Issue in simple neural network

I tried below code in tensorflow with different variations for a simple regression problem. I have synthesized data as y=10.0*x. One input and one outcome variable. But tensorflow is giving me a loss of ~2000 to ~200000. I am using MSE as the loss function. Also tried relu activations as well, without any use.

  1. What should be the appropriate model for such a [simple] regression problem?
  2. What should the model be for problem like y=x^3?
def PolynomialModel():
    inp = layers.Input((1))
    l=layers.Dense(16, activation='tanh')(inp)
    l=layers.Dense(8, activation='tanh')(l)
    l=layers.Dense(4, activation='tanh')(l)
    output=layers.Dense(1, activation='tanh')(l)
    return models.Model(inp,output)


  • In fact, you don't need hidden layers but an input of the size of the polynomial degree + 1. Check the documentation of PolynomialFeatures from sklearn for more information.

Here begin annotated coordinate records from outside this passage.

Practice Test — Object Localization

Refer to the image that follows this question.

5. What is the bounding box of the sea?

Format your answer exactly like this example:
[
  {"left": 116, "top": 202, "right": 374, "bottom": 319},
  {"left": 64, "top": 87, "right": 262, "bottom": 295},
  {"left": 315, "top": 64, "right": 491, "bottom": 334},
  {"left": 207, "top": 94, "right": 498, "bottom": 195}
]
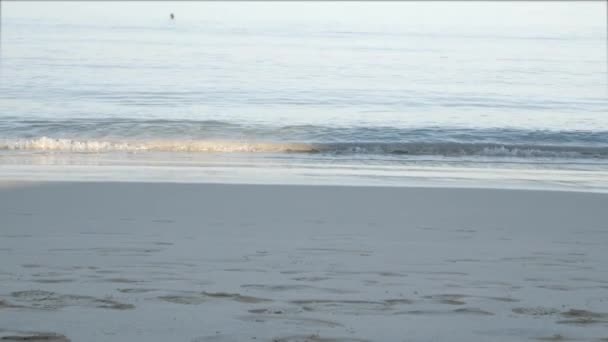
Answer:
[{"left": 0, "top": 1, "right": 608, "bottom": 192}]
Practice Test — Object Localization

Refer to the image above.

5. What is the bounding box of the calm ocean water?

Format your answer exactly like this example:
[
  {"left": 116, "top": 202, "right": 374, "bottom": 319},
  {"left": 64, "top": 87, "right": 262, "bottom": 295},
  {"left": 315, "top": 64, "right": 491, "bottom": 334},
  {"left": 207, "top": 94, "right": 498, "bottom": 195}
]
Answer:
[{"left": 0, "top": 2, "right": 608, "bottom": 188}]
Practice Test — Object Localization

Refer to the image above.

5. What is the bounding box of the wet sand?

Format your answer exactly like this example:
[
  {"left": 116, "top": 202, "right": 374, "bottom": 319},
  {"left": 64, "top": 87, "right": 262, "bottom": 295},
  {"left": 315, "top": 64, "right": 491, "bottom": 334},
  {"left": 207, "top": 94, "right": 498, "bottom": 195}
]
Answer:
[{"left": 0, "top": 182, "right": 608, "bottom": 341}]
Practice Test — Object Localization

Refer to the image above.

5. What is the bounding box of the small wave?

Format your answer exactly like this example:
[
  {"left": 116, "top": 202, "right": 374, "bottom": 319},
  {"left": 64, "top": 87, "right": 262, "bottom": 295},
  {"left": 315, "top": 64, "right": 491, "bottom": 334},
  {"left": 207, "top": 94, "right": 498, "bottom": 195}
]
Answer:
[
  {"left": 0, "top": 137, "right": 608, "bottom": 159},
  {"left": 0, "top": 137, "right": 315, "bottom": 153}
]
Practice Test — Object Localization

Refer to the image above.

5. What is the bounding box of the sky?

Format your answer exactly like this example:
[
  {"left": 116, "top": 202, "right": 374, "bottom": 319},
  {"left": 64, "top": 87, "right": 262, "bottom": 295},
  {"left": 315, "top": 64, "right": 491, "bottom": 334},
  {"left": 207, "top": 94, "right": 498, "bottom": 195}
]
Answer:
[{"left": 2, "top": 1, "right": 607, "bottom": 35}]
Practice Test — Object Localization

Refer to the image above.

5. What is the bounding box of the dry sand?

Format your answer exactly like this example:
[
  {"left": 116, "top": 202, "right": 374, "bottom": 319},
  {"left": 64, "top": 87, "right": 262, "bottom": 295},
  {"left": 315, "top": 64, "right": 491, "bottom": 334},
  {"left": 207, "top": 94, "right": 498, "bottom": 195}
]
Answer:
[{"left": 0, "top": 183, "right": 608, "bottom": 342}]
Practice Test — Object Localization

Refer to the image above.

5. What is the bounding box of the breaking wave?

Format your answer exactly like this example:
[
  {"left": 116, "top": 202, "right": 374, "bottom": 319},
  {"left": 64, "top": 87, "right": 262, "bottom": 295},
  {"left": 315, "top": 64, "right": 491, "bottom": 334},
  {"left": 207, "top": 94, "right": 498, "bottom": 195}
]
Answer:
[{"left": 0, "top": 137, "right": 608, "bottom": 159}]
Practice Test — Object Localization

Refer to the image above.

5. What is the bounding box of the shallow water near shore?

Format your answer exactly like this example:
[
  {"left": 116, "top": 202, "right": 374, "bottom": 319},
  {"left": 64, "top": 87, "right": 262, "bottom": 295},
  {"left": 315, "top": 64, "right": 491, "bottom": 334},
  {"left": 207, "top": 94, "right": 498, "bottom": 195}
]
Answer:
[{"left": 0, "top": 2, "right": 608, "bottom": 189}]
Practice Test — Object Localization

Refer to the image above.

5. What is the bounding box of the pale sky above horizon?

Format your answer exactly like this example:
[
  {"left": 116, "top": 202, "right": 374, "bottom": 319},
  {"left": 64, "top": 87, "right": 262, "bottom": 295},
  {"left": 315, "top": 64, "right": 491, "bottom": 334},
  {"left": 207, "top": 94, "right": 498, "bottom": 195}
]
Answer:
[{"left": 2, "top": 1, "right": 607, "bottom": 33}]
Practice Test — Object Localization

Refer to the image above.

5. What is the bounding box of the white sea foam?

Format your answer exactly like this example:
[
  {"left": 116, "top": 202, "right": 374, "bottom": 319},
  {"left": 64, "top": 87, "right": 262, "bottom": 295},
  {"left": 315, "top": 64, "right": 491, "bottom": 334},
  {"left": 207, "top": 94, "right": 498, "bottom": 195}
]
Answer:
[{"left": 0, "top": 137, "right": 314, "bottom": 153}]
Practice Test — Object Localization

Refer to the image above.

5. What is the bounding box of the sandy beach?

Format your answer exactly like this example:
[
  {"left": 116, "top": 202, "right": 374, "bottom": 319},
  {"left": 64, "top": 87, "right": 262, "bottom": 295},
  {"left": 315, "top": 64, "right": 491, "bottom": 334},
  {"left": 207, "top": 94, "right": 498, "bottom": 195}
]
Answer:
[{"left": 0, "top": 182, "right": 608, "bottom": 341}]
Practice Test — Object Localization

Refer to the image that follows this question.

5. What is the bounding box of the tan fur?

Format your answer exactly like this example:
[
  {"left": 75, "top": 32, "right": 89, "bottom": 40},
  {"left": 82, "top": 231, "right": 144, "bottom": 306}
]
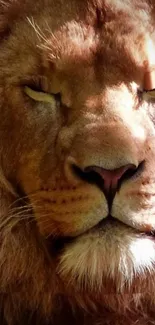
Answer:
[{"left": 0, "top": 0, "right": 155, "bottom": 325}]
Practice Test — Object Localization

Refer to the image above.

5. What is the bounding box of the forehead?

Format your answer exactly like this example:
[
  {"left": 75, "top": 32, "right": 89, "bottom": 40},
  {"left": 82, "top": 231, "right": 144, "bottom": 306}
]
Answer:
[{"left": 0, "top": 0, "right": 154, "bottom": 90}]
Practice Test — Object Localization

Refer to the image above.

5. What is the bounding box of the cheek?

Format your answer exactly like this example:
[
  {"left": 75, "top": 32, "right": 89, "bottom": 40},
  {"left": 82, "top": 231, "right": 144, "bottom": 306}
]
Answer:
[
  {"left": 30, "top": 184, "right": 108, "bottom": 236},
  {"left": 112, "top": 180, "right": 155, "bottom": 232}
]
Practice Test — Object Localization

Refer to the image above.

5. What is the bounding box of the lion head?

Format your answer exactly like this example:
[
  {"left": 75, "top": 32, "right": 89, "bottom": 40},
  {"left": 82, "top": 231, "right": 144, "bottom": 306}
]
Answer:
[{"left": 0, "top": 0, "right": 155, "bottom": 325}]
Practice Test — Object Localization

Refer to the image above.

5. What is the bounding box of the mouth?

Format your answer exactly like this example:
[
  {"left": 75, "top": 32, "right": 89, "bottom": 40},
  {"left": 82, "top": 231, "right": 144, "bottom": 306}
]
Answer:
[{"left": 47, "top": 214, "right": 155, "bottom": 256}]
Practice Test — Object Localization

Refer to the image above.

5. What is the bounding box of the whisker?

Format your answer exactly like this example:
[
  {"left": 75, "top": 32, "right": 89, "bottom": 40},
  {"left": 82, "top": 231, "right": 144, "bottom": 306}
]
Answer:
[{"left": 27, "top": 17, "right": 47, "bottom": 42}]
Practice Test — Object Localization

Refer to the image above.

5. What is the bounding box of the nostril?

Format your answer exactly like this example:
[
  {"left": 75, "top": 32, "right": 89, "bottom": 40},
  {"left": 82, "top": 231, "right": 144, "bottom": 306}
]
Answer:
[
  {"left": 72, "top": 161, "right": 144, "bottom": 195},
  {"left": 85, "top": 164, "right": 137, "bottom": 193}
]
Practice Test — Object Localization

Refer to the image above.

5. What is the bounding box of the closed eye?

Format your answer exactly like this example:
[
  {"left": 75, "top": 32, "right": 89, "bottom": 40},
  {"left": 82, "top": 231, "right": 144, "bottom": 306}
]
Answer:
[
  {"left": 24, "top": 86, "right": 60, "bottom": 104},
  {"left": 142, "top": 89, "right": 155, "bottom": 102}
]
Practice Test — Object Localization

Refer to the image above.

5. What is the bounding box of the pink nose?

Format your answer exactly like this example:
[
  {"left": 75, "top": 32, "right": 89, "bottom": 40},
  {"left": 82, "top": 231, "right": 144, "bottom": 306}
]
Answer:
[{"left": 85, "top": 164, "right": 136, "bottom": 194}]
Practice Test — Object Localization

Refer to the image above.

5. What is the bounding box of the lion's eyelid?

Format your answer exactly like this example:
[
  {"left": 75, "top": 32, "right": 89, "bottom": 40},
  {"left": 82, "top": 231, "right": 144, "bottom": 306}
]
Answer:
[
  {"left": 142, "top": 89, "right": 155, "bottom": 100},
  {"left": 24, "top": 86, "right": 55, "bottom": 104}
]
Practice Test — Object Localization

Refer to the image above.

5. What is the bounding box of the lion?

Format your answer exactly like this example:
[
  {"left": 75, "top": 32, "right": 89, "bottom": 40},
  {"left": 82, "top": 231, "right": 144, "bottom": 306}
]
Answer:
[{"left": 0, "top": 0, "right": 155, "bottom": 325}]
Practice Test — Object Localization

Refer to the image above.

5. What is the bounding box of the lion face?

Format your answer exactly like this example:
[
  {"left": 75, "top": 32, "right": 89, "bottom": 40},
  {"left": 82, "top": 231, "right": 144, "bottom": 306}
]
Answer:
[{"left": 0, "top": 1, "right": 155, "bottom": 296}]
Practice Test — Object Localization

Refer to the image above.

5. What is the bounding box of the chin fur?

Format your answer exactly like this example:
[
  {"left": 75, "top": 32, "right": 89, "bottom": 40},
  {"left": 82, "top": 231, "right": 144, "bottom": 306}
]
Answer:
[{"left": 59, "top": 224, "right": 155, "bottom": 294}]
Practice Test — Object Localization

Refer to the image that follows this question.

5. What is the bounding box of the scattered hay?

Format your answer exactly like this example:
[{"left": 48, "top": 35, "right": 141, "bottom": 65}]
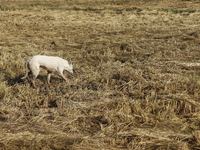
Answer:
[{"left": 0, "top": 0, "right": 200, "bottom": 150}]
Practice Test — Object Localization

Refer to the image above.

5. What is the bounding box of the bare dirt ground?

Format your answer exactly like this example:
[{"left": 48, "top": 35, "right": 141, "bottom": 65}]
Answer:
[{"left": 0, "top": 0, "right": 200, "bottom": 150}]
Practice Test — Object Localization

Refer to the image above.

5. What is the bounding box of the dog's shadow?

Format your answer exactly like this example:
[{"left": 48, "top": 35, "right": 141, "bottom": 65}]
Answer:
[{"left": 4, "top": 76, "right": 25, "bottom": 86}]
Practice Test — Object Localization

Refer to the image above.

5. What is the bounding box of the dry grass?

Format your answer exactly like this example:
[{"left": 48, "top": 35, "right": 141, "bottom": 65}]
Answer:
[{"left": 0, "top": 0, "right": 200, "bottom": 150}]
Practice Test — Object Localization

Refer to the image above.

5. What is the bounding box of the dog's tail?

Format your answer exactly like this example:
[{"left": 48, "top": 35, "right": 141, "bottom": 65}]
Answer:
[{"left": 21, "top": 57, "right": 32, "bottom": 80}]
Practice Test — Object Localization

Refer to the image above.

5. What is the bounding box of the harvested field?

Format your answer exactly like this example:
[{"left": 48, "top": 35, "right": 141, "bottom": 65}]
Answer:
[{"left": 0, "top": 0, "right": 200, "bottom": 150}]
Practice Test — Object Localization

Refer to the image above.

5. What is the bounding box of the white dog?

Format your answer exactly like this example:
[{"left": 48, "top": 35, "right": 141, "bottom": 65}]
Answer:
[{"left": 21, "top": 55, "right": 73, "bottom": 88}]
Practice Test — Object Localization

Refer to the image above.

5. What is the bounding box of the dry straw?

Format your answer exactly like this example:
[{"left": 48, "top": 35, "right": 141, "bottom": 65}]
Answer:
[{"left": 0, "top": 0, "right": 200, "bottom": 150}]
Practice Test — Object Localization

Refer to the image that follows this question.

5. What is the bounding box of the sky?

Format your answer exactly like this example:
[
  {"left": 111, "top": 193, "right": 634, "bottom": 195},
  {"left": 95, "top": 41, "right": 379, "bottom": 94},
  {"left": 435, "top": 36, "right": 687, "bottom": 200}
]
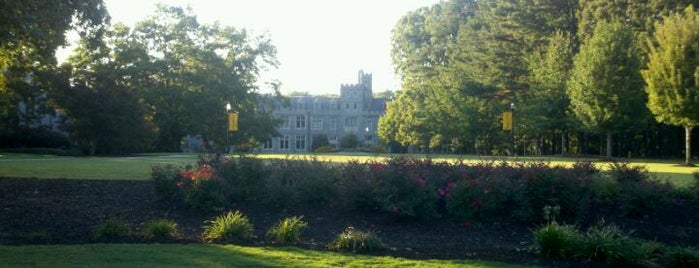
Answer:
[{"left": 76, "top": 0, "right": 439, "bottom": 94}]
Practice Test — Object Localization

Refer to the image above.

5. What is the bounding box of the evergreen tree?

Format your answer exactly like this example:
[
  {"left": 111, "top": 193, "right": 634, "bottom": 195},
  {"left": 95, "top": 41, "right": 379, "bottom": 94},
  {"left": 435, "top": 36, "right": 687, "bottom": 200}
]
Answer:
[
  {"left": 567, "top": 21, "right": 646, "bottom": 158},
  {"left": 642, "top": 6, "right": 699, "bottom": 165}
]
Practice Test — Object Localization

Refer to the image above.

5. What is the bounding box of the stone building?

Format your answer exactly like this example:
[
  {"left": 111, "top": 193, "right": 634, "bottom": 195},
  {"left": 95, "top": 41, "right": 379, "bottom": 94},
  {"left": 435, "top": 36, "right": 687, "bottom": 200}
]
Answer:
[{"left": 261, "top": 71, "right": 387, "bottom": 152}]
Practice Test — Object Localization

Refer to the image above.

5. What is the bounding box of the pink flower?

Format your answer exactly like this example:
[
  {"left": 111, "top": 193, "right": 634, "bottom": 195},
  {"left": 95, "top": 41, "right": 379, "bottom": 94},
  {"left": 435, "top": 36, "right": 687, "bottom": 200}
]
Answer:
[
  {"left": 471, "top": 198, "right": 483, "bottom": 210},
  {"left": 410, "top": 177, "right": 427, "bottom": 184}
]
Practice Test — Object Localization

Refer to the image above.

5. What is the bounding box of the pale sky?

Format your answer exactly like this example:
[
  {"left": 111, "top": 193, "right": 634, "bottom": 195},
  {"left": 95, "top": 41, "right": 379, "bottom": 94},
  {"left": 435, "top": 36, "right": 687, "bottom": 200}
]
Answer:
[{"left": 82, "top": 0, "right": 439, "bottom": 94}]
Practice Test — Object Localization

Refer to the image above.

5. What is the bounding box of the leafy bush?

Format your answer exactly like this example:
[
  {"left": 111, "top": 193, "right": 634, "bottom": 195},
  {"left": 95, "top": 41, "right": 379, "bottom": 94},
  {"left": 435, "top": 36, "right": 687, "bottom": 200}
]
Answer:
[
  {"left": 662, "top": 247, "right": 699, "bottom": 268},
  {"left": 313, "top": 146, "right": 336, "bottom": 154},
  {"left": 534, "top": 221, "right": 582, "bottom": 258},
  {"left": 203, "top": 211, "right": 253, "bottom": 243},
  {"left": 94, "top": 219, "right": 129, "bottom": 239},
  {"left": 266, "top": 216, "right": 308, "bottom": 245},
  {"left": 143, "top": 219, "right": 179, "bottom": 240},
  {"left": 151, "top": 164, "right": 182, "bottom": 201},
  {"left": 177, "top": 164, "right": 228, "bottom": 211},
  {"left": 367, "top": 158, "right": 438, "bottom": 219},
  {"left": 328, "top": 226, "right": 383, "bottom": 252}
]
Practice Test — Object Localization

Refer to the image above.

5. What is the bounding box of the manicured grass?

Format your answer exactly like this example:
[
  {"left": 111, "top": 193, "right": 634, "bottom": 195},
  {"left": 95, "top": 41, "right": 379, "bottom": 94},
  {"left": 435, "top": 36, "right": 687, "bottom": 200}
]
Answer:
[
  {"left": 0, "top": 153, "right": 699, "bottom": 187},
  {"left": 0, "top": 154, "right": 197, "bottom": 180},
  {"left": 0, "top": 244, "right": 533, "bottom": 268}
]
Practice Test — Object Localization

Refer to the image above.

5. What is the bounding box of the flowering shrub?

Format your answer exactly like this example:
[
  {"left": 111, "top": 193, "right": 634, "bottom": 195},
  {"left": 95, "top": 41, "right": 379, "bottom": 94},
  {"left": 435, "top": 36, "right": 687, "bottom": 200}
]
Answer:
[{"left": 152, "top": 157, "right": 684, "bottom": 222}]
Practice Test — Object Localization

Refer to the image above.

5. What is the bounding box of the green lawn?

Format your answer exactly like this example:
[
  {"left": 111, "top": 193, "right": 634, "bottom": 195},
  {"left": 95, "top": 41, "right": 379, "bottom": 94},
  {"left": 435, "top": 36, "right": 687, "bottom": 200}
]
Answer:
[
  {"left": 0, "top": 153, "right": 699, "bottom": 187},
  {"left": 0, "top": 244, "right": 533, "bottom": 267}
]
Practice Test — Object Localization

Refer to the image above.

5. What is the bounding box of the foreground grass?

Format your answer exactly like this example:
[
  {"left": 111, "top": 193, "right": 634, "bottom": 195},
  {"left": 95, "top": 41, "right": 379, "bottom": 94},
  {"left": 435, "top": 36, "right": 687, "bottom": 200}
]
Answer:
[
  {"left": 0, "top": 153, "right": 699, "bottom": 187},
  {"left": 0, "top": 154, "right": 197, "bottom": 180},
  {"left": 0, "top": 244, "right": 532, "bottom": 268}
]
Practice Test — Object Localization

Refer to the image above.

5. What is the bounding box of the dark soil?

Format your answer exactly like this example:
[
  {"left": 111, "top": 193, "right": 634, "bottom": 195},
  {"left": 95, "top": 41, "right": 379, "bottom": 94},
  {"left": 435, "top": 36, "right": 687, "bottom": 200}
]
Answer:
[{"left": 0, "top": 178, "right": 699, "bottom": 266}]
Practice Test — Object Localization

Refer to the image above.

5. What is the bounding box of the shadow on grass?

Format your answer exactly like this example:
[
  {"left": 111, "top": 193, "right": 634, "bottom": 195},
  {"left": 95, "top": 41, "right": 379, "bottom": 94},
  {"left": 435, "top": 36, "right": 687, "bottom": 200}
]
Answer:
[{"left": 0, "top": 244, "right": 527, "bottom": 267}]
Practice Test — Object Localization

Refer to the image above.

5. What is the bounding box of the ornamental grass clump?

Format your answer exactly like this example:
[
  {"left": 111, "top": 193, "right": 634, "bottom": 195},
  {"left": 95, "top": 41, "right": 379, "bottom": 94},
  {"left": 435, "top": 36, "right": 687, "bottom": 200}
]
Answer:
[
  {"left": 328, "top": 226, "right": 383, "bottom": 252},
  {"left": 534, "top": 221, "right": 582, "bottom": 258},
  {"left": 143, "top": 219, "right": 179, "bottom": 240},
  {"left": 94, "top": 219, "right": 129, "bottom": 239},
  {"left": 202, "top": 211, "right": 253, "bottom": 243},
  {"left": 266, "top": 216, "right": 308, "bottom": 245}
]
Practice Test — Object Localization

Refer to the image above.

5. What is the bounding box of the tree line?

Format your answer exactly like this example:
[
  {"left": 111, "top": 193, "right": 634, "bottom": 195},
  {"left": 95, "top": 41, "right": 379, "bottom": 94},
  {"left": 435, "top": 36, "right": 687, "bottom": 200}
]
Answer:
[
  {"left": 379, "top": 0, "right": 699, "bottom": 163},
  {"left": 0, "top": 0, "right": 279, "bottom": 154}
]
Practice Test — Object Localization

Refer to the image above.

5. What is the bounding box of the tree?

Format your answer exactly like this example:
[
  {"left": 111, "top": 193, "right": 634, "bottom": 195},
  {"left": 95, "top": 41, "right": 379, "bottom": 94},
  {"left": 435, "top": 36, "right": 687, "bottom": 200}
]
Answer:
[
  {"left": 641, "top": 5, "right": 699, "bottom": 165},
  {"left": 517, "top": 32, "right": 573, "bottom": 154},
  {"left": 50, "top": 34, "right": 154, "bottom": 155},
  {"left": 567, "top": 21, "right": 646, "bottom": 158},
  {"left": 0, "top": 0, "right": 109, "bottom": 147},
  {"left": 121, "top": 5, "right": 277, "bottom": 151}
]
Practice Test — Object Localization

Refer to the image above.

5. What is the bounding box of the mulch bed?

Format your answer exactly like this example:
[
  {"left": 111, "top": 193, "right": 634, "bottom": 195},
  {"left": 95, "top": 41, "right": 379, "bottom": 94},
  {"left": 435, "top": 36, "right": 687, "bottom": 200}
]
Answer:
[{"left": 0, "top": 178, "right": 699, "bottom": 266}]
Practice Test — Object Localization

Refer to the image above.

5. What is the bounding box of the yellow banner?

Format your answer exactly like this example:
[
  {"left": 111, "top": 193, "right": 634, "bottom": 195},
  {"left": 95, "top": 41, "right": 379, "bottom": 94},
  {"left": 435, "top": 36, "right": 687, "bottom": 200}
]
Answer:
[
  {"left": 228, "top": 113, "right": 238, "bottom": 131},
  {"left": 502, "top": 111, "right": 512, "bottom": 131}
]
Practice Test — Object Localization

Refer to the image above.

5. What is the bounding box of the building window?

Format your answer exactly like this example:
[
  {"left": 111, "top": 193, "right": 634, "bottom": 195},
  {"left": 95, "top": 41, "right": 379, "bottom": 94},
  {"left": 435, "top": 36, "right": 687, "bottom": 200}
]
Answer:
[
  {"left": 296, "top": 115, "right": 306, "bottom": 128},
  {"left": 279, "top": 115, "right": 291, "bottom": 129},
  {"left": 345, "top": 117, "right": 357, "bottom": 127},
  {"left": 296, "top": 135, "right": 306, "bottom": 150},
  {"left": 279, "top": 136, "right": 289, "bottom": 150},
  {"left": 311, "top": 115, "right": 323, "bottom": 130},
  {"left": 329, "top": 117, "right": 337, "bottom": 130},
  {"left": 262, "top": 139, "right": 274, "bottom": 150}
]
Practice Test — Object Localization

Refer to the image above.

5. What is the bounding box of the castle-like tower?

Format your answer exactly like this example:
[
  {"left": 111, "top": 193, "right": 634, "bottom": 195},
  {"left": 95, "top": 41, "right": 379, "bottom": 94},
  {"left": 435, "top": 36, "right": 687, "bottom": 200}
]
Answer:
[{"left": 262, "top": 70, "right": 387, "bottom": 152}]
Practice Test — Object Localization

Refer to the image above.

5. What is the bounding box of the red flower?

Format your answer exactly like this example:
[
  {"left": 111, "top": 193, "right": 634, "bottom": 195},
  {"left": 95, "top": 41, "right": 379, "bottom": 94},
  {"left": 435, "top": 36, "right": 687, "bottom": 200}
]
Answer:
[{"left": 410, "top": 177, "right": 427, "bottom": 184}]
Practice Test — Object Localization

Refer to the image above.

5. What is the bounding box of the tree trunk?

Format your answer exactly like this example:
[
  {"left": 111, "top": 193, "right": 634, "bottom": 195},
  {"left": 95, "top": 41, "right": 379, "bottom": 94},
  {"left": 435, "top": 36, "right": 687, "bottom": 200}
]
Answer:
[
  {"left": 607, "top": 132, "right": 612, "bottom": 159},
  {"left": 684, "top": 126, "right": 693, "bottom": 166},
  {"left": 561, "top": 131, "right": 568, "bottom": 156}
]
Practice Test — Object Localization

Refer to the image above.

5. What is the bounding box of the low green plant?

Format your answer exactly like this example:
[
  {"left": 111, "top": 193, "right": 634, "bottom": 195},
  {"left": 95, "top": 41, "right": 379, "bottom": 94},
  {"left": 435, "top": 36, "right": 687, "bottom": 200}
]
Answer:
[
  {"left": 266, "top": 216, "right": 308, "bottom": 245},
  {"left": 94, "top": 218, "right": 129, "bottom": 239},
  {"left": 143, "top": 219, "right": 179, "bottom": 240},
  {"left": 202, "top": 211, "right": 253, "bottom": 243},
  {"left": 328, "top": 226, "right": 383, "bottom": 252},
  {"left": 662, "top": 247, "right": 699, "bottom": 268},
  {"left": 578, "top": 221, "right": 646, "bottom": 266},
  {"left": 534, "top": 221, "right": 582, "bottom": 258}
]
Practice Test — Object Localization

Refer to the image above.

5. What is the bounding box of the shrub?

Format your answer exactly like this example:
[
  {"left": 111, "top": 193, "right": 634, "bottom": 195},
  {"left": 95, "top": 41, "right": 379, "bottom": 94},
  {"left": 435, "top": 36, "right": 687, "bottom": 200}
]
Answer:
[
  {"left": 534, "top": 221, "right": 582, "bottom": 258},
  {"left": 151, "top": 165, "right": 182, "bottom": 201},
  {"left": 313, "top": 146, "right": 335, "bottom": 154},
  {"left": 577, "top": 222, "right": 646, "bottom": 266},
  {"left": 203, "top": 211, "right": 253, "bottom": 243},
  {"left": 266, "top": 216, "right": 308, "bottom": 245},
  {"left": 328, "top": 226, "right": 383, "bottom": 252},
  {"left": 143, "top": 219, "right": 179, "bottom": 240},
  {"left": 662, "top": 247, "right": 699, "bottom": 268},
  {"left": 94, "top": 219, "right": 129, "bottom": 239},
  {"left": 367, "top": 158, "right": 438, "bottom": 219}
]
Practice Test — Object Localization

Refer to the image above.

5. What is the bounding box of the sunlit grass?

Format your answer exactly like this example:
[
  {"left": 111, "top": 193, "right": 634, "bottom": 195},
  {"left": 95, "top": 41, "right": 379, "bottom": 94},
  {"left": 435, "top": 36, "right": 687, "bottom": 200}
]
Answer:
[
  {"left": 0, "top": 244, "right": 534, "bottom": 268},
  {"left": 0, "top": 154, "right": 197, "bottom": 180},
  {"left": 0, "top": 153, "right": 699, "bottom": 187}
]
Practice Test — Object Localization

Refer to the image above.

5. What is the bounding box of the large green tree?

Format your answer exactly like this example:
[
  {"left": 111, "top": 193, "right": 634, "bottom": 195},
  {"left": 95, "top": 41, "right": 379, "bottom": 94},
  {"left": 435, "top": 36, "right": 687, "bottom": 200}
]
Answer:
[
  {"left": 567, "top": 21, "right": 646, "bottom": 158},
  {"left": 517, "top": 32, "right": 573, "bottom": 154},
  {"left": 50, "top": 25, "right": 154, "bottom": 155},
  {"left": 115, "top": 5, "right": 277, "bottom": 151},
  {"left": 0, "top": 0, "right": 109, "bottom": 147},
  {"left": 641, "top": 6, "right": 699, "bottom": 165}
]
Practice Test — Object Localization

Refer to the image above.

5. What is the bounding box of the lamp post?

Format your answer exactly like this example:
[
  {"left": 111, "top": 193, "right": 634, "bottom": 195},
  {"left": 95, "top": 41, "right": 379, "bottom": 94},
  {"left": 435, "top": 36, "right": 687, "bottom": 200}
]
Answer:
[
  {"left": 364, "top": 126, "right": 369, "bottom": 148},
  {"left": 225, "top": 102, "right": 231, "bottom": 154},
  {"left": 510, "top": 102, "right": 517, "bottom": 156}
]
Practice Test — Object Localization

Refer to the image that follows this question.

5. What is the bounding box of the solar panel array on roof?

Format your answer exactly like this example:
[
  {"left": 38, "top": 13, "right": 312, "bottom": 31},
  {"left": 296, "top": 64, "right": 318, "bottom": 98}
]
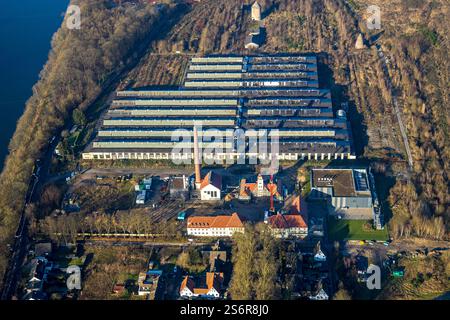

    import tensorflow as tf
    from tensorflow.keras import layers, models, optimizers, activations
    def PolynomialModel(degree):
        inp = layers.Input((degree+1))
        out = layers.Dense(1)(inp)  # activation='linear'
        return models.Model(inp, out)
    # Suppose you want to fit a polynomial function of degree 3
    degree = 3
    model = PolynomialModel(degree)
    model.compile(loss='mean_squared_error',  optimizer=optimizers.Adam(0.1))
    # You need an input vector of degree+1 (here: x**0, x**1, x**2 and x**3)
    x = tf.linspace(-20, 20, 1000)
    X = tf.transpose(tf.convert_to_tensor([x**p for p in range(degree+1)]))
    y = x**3, y, epochs=200)
    model.predict([[4**0, 4**1, 4**2, 4**3]])


    Epoch 1/200
    32/32 [==============================] - 0s 974us/step - loss: 891936.5000
    Epoch 2/200
    32/32 [==============================] - 0s 945us/step - loss: 25650.7812
    Epoch 3/200
    32/32 [==============================] - 0s 897us/step - loss: 1188.4584
    Epoch 4/200
    32/32 [==============================] - 0s 1ms/step - loss: 75.3480
    Epoch 5/200
    32/32 [==============================] - 0s 2ms/step - loss: 21.2651
    Epoch 196/200
    32/32 [==============================] - 0s 1ms/step - loss: 1.2130e-11
    Epoch 197/200
    32/32 [==============================] - 0s 1ms/step - loss: 1.5810e-11
    Epoch 198/200
    32/32 [==============================] - 0s 1ms/step - loss: 1.2358e-11
    Epoch 199/200
    32/32 [==============================] - 0s 1ms/step - loss: 1.2775e-11
    Epoch 200/200
    32/32 [==============================] - 0s 1ms/step - loss: 1.4443e-11


    >>> model.predict([[4**0, 4**1, 4**2, 4**3]])
    1/1 [==============================] - 0s 63ms/step
    array([[64.]], dtype=float32)
    >>> model.predict([[3**0, 3**1, 3**2, 3**3]])
    1/1 [==============================] - 0s 51ms/step
    array([[27.000002]], dtype=float32)
    >>> model.summary()
    Model: "PolynomialRegressor"
     Layer (type)                Output Shape              Param #   
     Input (InputLayer)          [(None, 4)]               0         
     Output (Dense)              (None, 1)                 5         
    Total params: 5 (20.00 Byte)
    Trainable params: 5 (20.00 Byte)
    Non-trainable params: 0 (0.00 Byte)

    Note: x**0 is not really necessary (only ones...) but I want the same behavior than PolynomialFeatures. So you can also consider if your degree is 3, the input size is 3 (and not 4).